Miami-Dade Voters Banned From Using Bathroom While Waiting In Line To Cast Ballot
Voters in Miami-Dade County and throughout Florida were forced to wait in extremely long lines in the 2012 elections, as the state cut early voting days which are meant to ease the wait for voters on election day from 14 early days to eight. The result: lines that some voters who braved them said took as long as nine hours to get through — especially in densely populated Miami-Dade County.
Now, when a human being is forced to wait in any one place for hours at a time, inevitably, he or she may need to use a rest room. But Miami-Dade officials have now laid down a new rule preventing voters from using a bathroom, no matter how long they have to wait to vote.

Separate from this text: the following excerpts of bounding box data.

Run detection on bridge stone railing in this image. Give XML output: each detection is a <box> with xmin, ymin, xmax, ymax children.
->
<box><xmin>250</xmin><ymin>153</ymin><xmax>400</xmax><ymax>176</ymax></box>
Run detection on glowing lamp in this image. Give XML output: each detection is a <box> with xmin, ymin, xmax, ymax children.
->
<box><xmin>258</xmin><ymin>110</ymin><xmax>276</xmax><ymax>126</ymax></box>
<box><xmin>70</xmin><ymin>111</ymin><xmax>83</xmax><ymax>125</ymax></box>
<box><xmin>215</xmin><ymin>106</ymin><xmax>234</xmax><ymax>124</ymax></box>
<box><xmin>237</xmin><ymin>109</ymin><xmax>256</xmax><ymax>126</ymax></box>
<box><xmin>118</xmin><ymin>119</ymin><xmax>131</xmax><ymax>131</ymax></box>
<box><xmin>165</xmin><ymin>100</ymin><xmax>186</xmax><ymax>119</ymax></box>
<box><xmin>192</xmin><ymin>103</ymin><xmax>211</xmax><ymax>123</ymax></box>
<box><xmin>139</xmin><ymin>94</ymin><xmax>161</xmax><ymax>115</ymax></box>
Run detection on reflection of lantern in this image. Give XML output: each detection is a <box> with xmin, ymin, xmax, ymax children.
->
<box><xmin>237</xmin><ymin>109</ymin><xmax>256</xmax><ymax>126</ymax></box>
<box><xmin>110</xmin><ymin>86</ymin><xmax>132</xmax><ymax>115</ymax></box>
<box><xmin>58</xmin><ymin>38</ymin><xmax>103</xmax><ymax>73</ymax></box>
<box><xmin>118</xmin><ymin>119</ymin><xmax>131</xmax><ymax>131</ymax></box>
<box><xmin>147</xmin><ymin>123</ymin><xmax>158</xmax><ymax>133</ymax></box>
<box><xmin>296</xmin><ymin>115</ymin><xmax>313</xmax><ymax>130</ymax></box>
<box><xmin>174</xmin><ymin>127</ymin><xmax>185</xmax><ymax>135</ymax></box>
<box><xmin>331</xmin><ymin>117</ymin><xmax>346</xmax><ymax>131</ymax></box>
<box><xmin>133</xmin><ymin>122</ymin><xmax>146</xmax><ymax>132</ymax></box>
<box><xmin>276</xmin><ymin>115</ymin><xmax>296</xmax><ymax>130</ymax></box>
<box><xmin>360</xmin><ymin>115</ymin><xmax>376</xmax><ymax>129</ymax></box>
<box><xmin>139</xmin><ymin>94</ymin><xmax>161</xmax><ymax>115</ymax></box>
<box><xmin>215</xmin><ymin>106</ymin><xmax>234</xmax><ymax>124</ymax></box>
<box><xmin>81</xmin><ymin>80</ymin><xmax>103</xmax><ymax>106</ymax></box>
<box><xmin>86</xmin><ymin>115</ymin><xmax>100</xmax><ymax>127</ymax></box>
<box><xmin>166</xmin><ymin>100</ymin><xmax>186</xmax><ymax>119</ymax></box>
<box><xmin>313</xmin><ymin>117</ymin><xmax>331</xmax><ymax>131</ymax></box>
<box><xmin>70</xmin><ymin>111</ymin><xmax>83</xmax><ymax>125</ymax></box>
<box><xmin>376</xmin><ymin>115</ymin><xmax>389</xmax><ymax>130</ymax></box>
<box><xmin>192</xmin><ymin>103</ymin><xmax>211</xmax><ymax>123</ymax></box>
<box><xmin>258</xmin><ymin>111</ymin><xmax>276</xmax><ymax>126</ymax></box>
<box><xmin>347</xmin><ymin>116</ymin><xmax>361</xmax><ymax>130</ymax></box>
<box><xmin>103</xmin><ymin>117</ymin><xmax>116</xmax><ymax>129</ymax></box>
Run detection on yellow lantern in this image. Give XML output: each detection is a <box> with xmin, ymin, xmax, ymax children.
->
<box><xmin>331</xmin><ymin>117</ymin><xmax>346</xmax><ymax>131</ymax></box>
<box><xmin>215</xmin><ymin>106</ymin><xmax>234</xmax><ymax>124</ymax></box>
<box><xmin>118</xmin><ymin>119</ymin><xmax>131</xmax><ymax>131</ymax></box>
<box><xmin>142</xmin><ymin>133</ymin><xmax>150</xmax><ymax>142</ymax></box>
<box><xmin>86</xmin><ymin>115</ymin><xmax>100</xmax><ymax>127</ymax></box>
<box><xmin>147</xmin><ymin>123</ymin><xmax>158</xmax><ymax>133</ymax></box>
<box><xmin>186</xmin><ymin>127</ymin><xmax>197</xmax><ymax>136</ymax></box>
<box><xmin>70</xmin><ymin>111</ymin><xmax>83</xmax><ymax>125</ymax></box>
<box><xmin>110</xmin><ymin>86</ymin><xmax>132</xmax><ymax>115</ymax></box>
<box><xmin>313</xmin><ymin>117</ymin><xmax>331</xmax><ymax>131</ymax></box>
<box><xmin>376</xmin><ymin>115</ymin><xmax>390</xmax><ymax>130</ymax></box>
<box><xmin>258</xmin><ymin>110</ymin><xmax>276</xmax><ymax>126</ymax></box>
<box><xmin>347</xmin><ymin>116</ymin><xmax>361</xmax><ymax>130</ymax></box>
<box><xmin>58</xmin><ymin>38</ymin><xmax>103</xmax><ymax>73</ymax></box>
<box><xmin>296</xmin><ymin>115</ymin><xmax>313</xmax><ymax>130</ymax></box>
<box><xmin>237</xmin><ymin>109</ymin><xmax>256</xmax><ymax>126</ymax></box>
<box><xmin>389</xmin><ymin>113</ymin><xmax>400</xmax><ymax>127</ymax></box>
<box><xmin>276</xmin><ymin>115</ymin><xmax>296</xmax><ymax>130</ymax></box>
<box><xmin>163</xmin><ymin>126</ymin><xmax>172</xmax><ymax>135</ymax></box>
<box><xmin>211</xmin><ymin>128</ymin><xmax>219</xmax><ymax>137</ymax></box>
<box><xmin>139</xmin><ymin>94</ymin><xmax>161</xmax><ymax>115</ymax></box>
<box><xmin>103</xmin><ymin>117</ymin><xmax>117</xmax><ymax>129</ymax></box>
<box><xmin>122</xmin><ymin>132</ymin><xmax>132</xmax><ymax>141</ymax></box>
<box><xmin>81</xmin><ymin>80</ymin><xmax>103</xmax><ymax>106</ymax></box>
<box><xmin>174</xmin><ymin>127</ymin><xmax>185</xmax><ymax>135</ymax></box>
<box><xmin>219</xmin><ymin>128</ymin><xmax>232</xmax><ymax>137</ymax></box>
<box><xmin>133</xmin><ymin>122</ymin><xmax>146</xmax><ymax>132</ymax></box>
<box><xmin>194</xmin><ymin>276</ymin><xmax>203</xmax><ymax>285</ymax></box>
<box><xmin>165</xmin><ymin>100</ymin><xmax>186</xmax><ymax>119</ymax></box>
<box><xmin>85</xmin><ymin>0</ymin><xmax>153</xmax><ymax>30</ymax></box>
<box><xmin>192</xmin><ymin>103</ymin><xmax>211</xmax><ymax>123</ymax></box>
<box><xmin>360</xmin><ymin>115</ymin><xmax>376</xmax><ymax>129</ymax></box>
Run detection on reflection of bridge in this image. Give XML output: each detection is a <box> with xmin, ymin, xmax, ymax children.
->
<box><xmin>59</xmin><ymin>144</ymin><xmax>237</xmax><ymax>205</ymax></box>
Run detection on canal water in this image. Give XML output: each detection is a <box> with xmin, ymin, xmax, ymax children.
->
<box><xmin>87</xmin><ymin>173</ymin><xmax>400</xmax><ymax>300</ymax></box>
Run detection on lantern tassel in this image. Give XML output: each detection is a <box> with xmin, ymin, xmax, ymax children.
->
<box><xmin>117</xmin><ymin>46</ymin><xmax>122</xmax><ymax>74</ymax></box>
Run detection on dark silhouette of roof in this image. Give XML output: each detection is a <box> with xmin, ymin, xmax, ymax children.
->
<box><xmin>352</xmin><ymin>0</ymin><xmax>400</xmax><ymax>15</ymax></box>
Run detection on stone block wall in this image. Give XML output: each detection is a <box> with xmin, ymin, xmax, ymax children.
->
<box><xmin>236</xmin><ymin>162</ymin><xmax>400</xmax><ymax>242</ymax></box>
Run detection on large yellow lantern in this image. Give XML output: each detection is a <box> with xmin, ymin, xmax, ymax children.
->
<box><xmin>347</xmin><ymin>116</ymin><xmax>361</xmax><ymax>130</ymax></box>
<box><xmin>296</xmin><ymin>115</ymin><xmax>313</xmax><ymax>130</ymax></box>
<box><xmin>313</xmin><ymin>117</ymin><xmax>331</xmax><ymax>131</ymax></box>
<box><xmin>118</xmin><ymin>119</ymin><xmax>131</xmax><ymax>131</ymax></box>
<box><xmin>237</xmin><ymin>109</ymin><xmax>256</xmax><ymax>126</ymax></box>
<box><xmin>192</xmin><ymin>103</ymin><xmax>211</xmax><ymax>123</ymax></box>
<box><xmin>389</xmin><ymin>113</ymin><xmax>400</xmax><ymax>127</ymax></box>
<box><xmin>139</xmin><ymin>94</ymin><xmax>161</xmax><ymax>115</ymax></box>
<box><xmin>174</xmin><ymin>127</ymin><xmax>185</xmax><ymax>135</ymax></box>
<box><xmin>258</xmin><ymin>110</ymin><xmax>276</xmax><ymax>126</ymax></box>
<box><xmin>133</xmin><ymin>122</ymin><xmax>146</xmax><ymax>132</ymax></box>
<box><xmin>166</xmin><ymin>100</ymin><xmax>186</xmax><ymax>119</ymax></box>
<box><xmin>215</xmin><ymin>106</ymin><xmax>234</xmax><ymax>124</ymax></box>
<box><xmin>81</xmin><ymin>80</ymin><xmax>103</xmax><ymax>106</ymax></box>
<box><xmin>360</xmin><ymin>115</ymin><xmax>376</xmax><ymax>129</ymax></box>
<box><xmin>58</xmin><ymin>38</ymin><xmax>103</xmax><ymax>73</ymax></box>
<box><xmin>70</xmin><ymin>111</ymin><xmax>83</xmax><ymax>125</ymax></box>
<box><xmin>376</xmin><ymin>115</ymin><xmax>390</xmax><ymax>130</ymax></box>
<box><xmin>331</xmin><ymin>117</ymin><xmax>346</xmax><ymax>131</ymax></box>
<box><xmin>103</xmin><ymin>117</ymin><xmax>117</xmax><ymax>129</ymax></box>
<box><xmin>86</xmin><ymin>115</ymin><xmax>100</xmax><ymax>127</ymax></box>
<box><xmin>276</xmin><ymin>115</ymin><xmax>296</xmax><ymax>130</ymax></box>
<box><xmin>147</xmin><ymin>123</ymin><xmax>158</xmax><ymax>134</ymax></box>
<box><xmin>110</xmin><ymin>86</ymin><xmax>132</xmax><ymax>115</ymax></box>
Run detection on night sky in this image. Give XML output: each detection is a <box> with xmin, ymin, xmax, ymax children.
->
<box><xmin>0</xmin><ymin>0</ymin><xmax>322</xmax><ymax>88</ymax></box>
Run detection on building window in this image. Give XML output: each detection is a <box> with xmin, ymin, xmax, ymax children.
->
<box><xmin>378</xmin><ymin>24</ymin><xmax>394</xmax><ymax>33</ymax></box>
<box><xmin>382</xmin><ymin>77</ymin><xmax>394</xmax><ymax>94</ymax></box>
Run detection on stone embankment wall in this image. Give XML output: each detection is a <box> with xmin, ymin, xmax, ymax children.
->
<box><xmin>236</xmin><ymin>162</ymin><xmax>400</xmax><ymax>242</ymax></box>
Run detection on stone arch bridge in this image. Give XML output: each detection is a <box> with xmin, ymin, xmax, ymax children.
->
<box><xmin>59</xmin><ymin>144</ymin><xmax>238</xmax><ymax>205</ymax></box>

Two years ago, Marc Dubin of South Florida’s Center For Independent Living, contacted Miami-Dade election officials to alert them to a problem. Voters with disabilities did not have equal access to bathrooms at many polling places, where they and other voters were forced to wait hours in line.
Dubin said that he expected Miami-Dade to assure him that more portable toilets would be added for voters to use as they endured the long lines that seem inevitable for the November 2014 mid-term elections.
Instead, the county wrote back saying that if voters with disabilities could not use bathrooms at polling places, then nobody could. Starting with this year’s election cycle, all publicly available rest rooms at polling places would be locked.
“The Department’s policy is not to permit access to restrooms at polling sites on election days,” Assistant County Attorney Shanika Graves wrote in a February e-mail.
In August of last year, Miami-Dade election officials wrote to Dubin telling him, “in order to ensure that individuals with disabilities are not treated unfairly, the use of rest rooms by the Voters is not allowed on election day.”
“This is the most bizarre response I’ve ever gotten, that we’re going to shut down access for everyone so as not to discriminate,” said Dubin, who believes he knows the reason behind the seemingly inexplicable no-bathroom policy.
“This is a very clear way to suppress the vote,” he said. “Telling people, ‘We have 12-hour lines but you can’t go to the bathroom?’ You can be guaranteed that people won’t come out to vote.”
But even if that is the motive behind Miami-Dade closing bathrooms on election days, Dubin says, the policy is still against the law — and not just election laws.
The Americans With Disabilities Act requires publicly accessible rest rooms that can be used by the disabled.
While Miami-Dade is Florida’s most heavily populated county, Broward and Palm Beach Counties which rank just behind Miami-Dade in population, have said that they will continue to provide bathroom facilities for voters waiting in long lines.